Uber regional boss gains North Asian role


Anderson steps up as local opposition to company firms

Uber regional boss gains North Asian role
Susan Anderson

 

Uber may be the bugbear of the wider transport industry and its union but its regional general manager is seen to have done so well the company has promoted her.

Susan Anderson is taking on an expanding leadership role to include Uber’s rides businesses across North Asia, adding to her existing portfolio of Australia and New Zealand.

As regional general manager, ANZ and North Asia, Anderson will be responsible for "serving riders and drivers and unlocking further growth in Japan, South Korea, Taiwan and Hong Kong", the international company says.

"North Asia is strategic priority and hub of innovation for Uber as the region embraces safe, reliable transportation options that incorporate technology.
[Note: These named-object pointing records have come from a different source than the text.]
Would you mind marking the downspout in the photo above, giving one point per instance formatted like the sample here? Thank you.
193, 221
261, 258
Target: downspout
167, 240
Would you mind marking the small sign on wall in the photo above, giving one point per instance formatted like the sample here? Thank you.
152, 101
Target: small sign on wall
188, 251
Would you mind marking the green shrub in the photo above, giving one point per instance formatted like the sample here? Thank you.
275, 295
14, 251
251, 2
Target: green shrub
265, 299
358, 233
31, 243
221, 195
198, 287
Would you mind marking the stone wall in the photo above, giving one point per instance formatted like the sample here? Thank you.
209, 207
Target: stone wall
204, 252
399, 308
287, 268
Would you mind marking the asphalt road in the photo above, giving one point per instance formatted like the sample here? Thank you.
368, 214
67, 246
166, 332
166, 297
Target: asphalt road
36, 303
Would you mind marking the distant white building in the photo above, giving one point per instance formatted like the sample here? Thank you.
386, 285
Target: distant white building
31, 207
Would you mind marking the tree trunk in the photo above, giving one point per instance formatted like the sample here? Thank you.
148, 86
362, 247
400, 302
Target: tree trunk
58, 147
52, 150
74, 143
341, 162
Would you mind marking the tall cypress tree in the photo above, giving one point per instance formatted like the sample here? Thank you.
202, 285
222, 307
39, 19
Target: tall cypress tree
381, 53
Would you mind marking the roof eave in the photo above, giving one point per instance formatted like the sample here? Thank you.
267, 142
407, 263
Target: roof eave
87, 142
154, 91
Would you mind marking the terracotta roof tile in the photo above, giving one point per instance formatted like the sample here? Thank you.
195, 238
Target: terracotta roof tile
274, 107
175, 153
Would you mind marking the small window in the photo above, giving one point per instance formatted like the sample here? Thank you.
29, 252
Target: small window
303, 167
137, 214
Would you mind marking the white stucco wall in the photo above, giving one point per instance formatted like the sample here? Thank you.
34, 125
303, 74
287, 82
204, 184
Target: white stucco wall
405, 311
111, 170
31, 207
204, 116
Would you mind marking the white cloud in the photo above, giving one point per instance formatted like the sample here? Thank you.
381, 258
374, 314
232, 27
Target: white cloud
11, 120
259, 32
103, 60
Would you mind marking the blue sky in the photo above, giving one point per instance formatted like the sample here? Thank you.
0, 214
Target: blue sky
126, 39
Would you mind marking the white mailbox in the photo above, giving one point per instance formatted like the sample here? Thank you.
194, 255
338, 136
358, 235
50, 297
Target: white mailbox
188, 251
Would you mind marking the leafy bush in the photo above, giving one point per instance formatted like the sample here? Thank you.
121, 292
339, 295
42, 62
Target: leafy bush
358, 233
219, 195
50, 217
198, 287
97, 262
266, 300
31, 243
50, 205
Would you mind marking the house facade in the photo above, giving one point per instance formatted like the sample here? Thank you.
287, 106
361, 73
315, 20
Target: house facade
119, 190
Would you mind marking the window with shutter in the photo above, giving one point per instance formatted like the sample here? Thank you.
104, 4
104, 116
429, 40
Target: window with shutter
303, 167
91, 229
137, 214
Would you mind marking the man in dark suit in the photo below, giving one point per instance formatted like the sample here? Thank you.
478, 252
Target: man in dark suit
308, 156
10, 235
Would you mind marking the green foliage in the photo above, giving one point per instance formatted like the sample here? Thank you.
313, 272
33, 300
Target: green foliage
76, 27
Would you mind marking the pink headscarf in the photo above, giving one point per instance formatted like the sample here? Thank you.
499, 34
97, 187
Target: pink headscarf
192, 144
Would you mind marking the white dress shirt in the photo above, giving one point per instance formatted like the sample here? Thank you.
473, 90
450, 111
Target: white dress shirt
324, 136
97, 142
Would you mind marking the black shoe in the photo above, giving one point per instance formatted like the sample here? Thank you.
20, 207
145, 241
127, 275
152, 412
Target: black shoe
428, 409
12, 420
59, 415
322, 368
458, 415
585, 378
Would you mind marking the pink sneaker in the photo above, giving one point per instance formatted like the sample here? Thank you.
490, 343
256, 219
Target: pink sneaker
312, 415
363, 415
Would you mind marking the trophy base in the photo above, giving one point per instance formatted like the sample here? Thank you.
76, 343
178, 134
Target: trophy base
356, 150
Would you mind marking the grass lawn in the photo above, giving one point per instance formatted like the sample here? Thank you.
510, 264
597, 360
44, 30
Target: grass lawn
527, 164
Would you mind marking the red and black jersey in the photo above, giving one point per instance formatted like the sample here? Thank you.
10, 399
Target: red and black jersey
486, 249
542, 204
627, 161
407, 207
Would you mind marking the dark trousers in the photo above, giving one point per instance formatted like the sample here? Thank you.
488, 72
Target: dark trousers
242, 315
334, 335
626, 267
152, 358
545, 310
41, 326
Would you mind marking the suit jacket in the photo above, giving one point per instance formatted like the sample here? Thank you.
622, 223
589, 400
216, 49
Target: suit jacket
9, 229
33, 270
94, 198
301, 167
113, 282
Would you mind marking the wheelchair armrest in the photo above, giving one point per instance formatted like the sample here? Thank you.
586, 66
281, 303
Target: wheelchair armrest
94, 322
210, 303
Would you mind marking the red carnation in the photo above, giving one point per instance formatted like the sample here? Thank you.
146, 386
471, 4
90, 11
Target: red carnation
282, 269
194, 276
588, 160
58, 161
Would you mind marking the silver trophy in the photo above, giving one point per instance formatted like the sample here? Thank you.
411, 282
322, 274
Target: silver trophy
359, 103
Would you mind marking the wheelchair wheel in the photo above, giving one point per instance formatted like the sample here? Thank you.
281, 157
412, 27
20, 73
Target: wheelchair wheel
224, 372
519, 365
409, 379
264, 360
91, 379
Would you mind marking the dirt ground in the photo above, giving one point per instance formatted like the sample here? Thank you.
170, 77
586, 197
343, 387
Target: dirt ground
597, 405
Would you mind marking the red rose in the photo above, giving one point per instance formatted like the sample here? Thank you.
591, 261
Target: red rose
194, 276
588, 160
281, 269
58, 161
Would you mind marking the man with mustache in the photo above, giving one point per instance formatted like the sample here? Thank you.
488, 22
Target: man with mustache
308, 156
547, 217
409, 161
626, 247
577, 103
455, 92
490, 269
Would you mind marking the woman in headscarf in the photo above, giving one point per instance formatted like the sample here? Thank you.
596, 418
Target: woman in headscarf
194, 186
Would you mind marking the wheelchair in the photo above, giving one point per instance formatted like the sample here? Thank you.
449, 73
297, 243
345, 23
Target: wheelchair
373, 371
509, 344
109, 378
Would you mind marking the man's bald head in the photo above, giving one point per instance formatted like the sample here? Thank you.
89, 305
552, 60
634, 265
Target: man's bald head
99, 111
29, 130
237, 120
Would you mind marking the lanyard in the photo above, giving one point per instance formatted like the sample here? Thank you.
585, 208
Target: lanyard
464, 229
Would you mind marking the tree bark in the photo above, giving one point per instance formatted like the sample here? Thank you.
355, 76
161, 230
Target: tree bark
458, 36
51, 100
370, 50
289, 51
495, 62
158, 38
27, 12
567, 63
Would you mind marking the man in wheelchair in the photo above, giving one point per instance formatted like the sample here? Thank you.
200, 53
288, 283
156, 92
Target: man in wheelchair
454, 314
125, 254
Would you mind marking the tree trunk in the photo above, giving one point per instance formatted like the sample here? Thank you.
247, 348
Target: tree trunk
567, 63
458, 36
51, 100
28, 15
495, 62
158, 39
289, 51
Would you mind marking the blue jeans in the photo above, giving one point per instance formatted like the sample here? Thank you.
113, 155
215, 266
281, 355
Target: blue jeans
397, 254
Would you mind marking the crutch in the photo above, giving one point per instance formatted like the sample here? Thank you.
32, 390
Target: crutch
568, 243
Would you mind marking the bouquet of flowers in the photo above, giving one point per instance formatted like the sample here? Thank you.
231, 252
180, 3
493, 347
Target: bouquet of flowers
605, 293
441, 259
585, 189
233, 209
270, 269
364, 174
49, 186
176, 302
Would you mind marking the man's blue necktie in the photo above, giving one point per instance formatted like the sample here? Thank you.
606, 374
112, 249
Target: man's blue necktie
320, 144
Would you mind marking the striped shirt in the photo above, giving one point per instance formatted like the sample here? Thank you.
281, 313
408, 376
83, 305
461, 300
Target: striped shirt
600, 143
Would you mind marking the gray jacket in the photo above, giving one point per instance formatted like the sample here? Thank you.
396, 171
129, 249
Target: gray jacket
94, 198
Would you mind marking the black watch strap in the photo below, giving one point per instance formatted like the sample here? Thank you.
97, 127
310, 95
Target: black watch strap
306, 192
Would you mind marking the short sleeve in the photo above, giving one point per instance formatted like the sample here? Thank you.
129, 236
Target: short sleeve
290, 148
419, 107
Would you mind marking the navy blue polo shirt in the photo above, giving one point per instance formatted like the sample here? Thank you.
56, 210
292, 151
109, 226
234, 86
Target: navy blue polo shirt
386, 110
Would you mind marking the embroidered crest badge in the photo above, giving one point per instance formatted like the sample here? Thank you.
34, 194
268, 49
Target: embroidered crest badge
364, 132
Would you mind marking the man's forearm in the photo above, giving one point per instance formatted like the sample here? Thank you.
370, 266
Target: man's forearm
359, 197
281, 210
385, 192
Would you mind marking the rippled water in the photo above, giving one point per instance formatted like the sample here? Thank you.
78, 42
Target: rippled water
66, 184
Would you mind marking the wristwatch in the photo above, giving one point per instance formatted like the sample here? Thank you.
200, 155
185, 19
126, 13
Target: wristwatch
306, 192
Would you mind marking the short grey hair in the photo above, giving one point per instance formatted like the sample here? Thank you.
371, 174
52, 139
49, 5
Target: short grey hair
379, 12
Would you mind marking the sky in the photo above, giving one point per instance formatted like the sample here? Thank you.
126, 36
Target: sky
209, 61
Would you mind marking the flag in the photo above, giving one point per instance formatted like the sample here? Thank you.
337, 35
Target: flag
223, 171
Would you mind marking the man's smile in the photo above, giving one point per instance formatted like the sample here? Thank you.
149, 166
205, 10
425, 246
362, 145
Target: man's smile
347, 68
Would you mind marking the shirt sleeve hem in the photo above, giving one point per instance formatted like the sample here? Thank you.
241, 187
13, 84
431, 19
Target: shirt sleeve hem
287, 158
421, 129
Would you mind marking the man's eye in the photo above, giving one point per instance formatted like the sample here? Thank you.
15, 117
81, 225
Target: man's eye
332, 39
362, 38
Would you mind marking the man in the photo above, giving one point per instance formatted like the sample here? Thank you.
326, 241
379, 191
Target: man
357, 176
"We are partnering with cities on a range of products and services, and the region is at the forefront of our global push to bring taxis onto the platform with the help of world class technology.

"Over the last two years Susan has successfully grown our rides offering in Australia and New Zealand ensuring full regulatory compliance, an exceptional bench of diverse leaders and a clear competitive advantage anchored to products tailored to the Australian market and an ambitious expansion to 51 new cities. 

"She is uniquely placed to take on this new challenge."


Read of the concern raised about the ‘uberisation’ of freight, here


Before joining Uber, Anderson had operational and leadership roles at Bain & Company and Amazon. 

"I’m thrilled to bring the best of Uber to North Asia to help unlock the potential in the region," she says

 "By listening to governments, our partners and the transport community, I’m looking forward to serving the riders and drivers who rely on Uber every day."        

The Transport Workers Union (TWU) has a continuing campaign underway against Uber, accusing it of exploiting its drivers, and both the union and trucking industry bodies distrust the likely advent of Uber Freight, which promises to replicate in the industry its disruptive impact on taxis.

Both arms of the industry also have significant concerns about Amazon.